But what the forest still hides continues to be a challenge, even for the authorities.
Mozambique police have announced since the May 27 killings that the attacks are now being carried out by smaller number of adherents trying to survive, claiming that the main group has been dismembered by the authorities with hundreds of people already in custody since October 2017.
“This is a group that has been widely fragmented,” and the latest crimes represent “a desperate attempt to get some purchase”, police spokesperson Inacio Dina, contradicting the idea that this escalation of violence means an increase in the threat to the security of Cabo Delgado.

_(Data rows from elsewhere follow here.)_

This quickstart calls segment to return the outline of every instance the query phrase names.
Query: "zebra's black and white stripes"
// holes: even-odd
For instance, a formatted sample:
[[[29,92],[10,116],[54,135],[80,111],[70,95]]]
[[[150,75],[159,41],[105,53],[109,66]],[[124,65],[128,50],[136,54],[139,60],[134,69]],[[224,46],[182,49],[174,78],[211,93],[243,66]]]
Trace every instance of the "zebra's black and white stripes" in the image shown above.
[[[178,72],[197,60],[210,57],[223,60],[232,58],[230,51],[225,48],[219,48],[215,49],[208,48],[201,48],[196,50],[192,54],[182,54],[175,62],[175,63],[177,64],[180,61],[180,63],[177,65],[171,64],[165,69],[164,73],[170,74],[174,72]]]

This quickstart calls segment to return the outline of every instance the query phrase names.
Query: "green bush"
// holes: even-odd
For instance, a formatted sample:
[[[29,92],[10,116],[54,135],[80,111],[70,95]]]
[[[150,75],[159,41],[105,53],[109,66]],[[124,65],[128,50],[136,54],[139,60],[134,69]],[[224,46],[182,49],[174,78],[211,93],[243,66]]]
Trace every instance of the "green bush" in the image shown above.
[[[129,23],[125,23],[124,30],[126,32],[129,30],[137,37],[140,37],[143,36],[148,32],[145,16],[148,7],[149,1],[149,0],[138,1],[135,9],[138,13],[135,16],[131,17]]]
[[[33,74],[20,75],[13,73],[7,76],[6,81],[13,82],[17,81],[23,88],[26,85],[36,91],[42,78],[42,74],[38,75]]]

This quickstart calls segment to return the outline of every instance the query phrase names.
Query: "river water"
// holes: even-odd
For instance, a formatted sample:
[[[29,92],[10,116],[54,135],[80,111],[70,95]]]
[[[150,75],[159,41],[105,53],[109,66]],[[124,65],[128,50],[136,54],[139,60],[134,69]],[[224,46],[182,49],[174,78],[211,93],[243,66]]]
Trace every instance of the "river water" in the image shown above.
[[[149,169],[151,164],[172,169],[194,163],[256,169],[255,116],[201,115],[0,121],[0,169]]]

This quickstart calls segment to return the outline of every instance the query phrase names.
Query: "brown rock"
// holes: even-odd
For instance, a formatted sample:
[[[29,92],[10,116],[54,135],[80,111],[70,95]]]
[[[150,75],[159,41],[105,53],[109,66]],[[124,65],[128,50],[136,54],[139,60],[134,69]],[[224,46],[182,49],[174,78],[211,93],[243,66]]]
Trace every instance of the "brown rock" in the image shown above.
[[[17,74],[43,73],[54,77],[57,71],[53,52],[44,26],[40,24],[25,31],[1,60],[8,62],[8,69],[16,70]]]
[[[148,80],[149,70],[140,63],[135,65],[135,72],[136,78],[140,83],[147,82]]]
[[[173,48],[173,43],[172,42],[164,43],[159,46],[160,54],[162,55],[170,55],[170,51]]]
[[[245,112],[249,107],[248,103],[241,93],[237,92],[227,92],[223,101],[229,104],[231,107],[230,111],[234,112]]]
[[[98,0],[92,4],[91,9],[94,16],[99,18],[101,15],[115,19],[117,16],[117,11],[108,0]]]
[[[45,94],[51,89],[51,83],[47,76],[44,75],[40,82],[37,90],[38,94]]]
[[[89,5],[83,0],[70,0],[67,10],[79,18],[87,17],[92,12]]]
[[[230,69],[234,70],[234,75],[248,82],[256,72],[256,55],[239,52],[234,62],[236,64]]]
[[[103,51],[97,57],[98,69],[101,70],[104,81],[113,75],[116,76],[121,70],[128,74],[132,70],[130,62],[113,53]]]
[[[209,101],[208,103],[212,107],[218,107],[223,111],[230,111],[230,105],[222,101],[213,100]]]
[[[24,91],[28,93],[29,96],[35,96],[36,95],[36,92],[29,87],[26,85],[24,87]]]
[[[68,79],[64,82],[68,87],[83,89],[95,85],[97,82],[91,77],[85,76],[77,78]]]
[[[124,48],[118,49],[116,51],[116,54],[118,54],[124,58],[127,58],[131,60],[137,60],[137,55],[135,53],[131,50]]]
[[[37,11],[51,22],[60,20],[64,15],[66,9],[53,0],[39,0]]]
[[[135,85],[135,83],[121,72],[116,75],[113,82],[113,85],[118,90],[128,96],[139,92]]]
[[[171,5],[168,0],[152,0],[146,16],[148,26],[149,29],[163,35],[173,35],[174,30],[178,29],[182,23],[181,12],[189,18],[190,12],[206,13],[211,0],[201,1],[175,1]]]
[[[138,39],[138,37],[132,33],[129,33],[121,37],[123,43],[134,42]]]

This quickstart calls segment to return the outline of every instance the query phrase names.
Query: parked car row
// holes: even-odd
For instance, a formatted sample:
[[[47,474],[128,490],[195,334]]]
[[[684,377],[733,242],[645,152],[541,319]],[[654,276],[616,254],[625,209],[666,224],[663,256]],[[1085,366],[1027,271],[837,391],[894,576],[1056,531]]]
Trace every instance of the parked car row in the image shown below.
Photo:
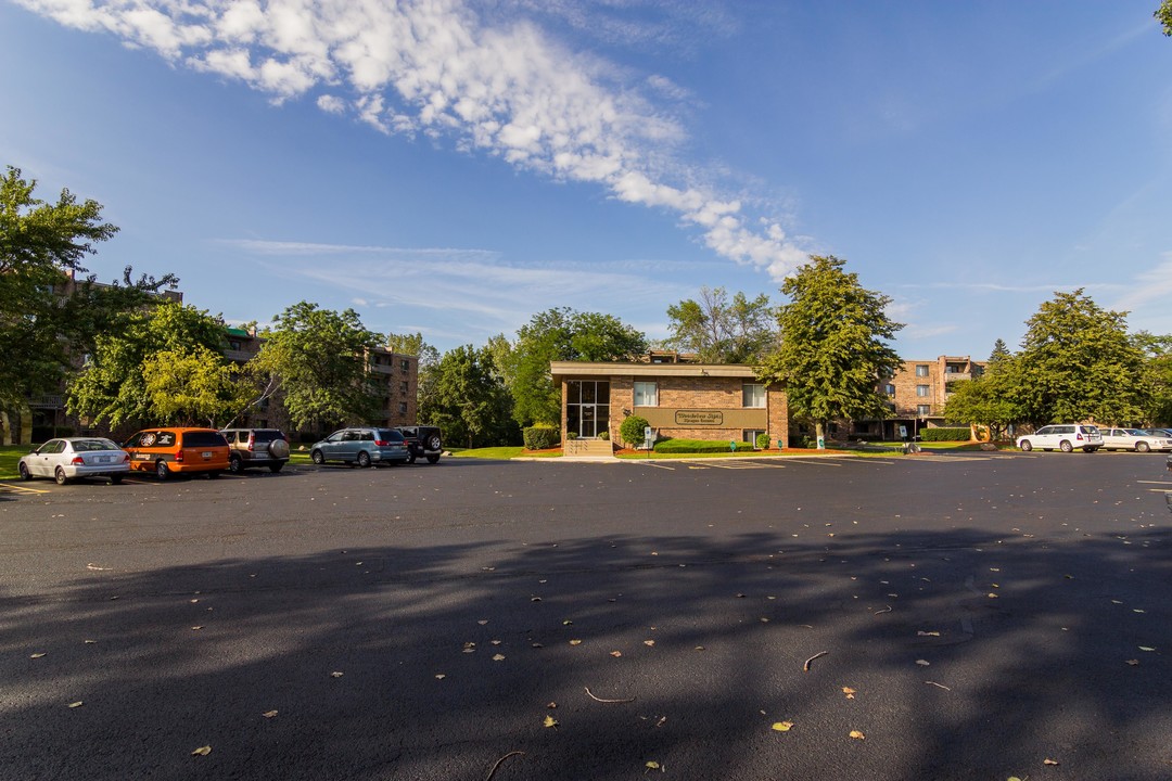
[[[410,464],[421,454],[436,464],[442,453],[440,429],[341,429],[314,443],[309,455],[314,464],[340,461],[368,467]],[[122,445],[104,437],[50,439],[22,457],[18,470],[22,480],[43,477],[64,485],[81,478],[105,478],[117,484],[130,472],[151,472],[159,480],[196,472],[218,478],[223,472],[240,474],[250,467],[268,467],[275,473],[288,460],[288,438],[278,429],[157,427],[144,429]]]
[[[1137,453],[1172,451],[1172,431],[1165,429],[1099,429],[1085,424],[1042,426],[1031,434],[1017,438],[1023,451],[1034,448],[1061,450],[1069,453],[1082,450],[1093,453],[1103,450],[1130,450]]]

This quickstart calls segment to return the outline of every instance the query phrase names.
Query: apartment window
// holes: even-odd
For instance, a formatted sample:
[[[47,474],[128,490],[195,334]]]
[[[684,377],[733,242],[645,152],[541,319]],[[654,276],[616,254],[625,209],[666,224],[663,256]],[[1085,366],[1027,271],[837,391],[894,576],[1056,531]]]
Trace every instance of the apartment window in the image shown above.
[[[741,385],[741,405],[751,407],[765,406],[765,386],[761,383],[744,383]]]
[[[659,385],[635,383],[635,406],[659,406]]]

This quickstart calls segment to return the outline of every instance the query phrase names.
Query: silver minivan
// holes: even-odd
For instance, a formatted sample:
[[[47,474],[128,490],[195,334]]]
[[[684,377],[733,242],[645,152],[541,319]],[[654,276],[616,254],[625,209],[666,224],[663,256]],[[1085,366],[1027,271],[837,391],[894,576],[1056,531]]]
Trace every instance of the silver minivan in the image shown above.
[[[1057,448],[1063,453],[1081,448],[1086,453],[1093,453],[1103,446],[1103,434],[1099,433],[1098,426],[1079,423],[1058,424],[1042,426],[1031,434],[1018,437],[1017,446],[1026,452],[1036,447],[1045,451]]]
[[[409,457],[403,434],[394,429],[341,429],[309,451],[314,464],[342,461],[361,467],[406,464]]]

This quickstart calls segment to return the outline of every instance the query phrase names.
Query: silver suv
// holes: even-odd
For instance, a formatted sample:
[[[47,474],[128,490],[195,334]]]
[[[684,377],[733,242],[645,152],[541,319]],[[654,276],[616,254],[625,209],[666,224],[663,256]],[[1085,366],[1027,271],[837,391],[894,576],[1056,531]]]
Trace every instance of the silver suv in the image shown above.
[[[1061,450],[1063,453],[1082,448],[1086,453],[1093,453],[1103,446],[1103,434],[1098,426],[1070,423],[1054,426],[1042,426],[1031,434],[1017,438],[1017,446],[1029,452],[1038,450]]]
[[[289,460],[289,441],[278,429],[224,429],[227,440],[227,470],[240,474],[250,466],[267,466],[280,472]]]

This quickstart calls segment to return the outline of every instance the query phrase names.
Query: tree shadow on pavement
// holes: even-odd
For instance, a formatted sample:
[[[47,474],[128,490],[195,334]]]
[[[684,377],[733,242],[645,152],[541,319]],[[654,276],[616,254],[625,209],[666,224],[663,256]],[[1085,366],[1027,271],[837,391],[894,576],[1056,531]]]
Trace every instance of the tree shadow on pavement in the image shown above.
[[[1166,528],[95,573],[0,596],[0,776],[1166,779],[1170,583]]]

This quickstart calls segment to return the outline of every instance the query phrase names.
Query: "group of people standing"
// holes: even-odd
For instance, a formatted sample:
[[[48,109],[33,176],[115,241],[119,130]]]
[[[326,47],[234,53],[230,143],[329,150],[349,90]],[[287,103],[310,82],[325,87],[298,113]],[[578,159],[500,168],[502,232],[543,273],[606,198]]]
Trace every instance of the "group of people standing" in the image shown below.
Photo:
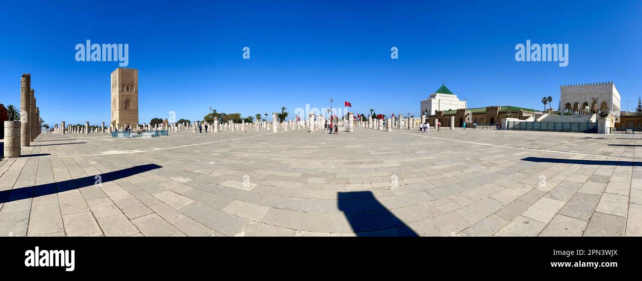
[[[419,124],[419,132],[422,133],[428,133],[430,130],[430,124],[428,124],[428,121],[426,121],[424,124]],[[441,122],[437,121],[437,131],[441,131]]]
[[[205,133],[207,133],[207,128],[209,128],[207,126],[207,123],[205,123]],[[201,123],[199,123],[198,124],[198,133],[202,133],[202,132],[203,132],[203,124],[201,124]]]
[[[334,124],[334,123],[333,123],[332,122],[330,122],[330,124],[328,124],[327,123],[327,120],[325,120],[325,124],[324,124],[323,128],[324,128],[324,131],[323,131],[324,133],[327,133],[328,131],[329,131],[330,132],[327,133],[336,133],[336,134],[339,133],[339,124]],[[334,133],[332,132],[333,130],[334,130]]]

Despite the arrests, there have been no clarifications, apart from the release by security forces in December of the names of two Mozambicans, Nuro Adremane and Jafar Alawi, as alleged organisers of the initial attack on Mocímboa da Praia after studying religious doctrines and receiving military training in Tanzania, Sudan and Saudi Arabia and now of unknown whereabouts.
The attacks come at a time when work involving some of the world’s major oil companies is underway to exploit natural gas in Cabo Delgado, with production both offshore and onshore expected to start in four to six years.
The wave of violence has not affected the construction of the gas liquefaction plant and associated structures in the Afungi peninsula in Palma – an investment that involves Andarko and Eni, among other international firms.
After the initial siege of Mocímboa da Praia, the attacks have moved away from the asphalt, the electricity and infrastructure.
Part of the answer about the nature of the threat is hidden somewhere in the forest in northern Mozambique. Another part lies in neighbouring countries like Tanzania, with which, given the proximity of the border, a strong connection is visible in everyday life there, while Maputo lies almost two thousand kilometres to the south.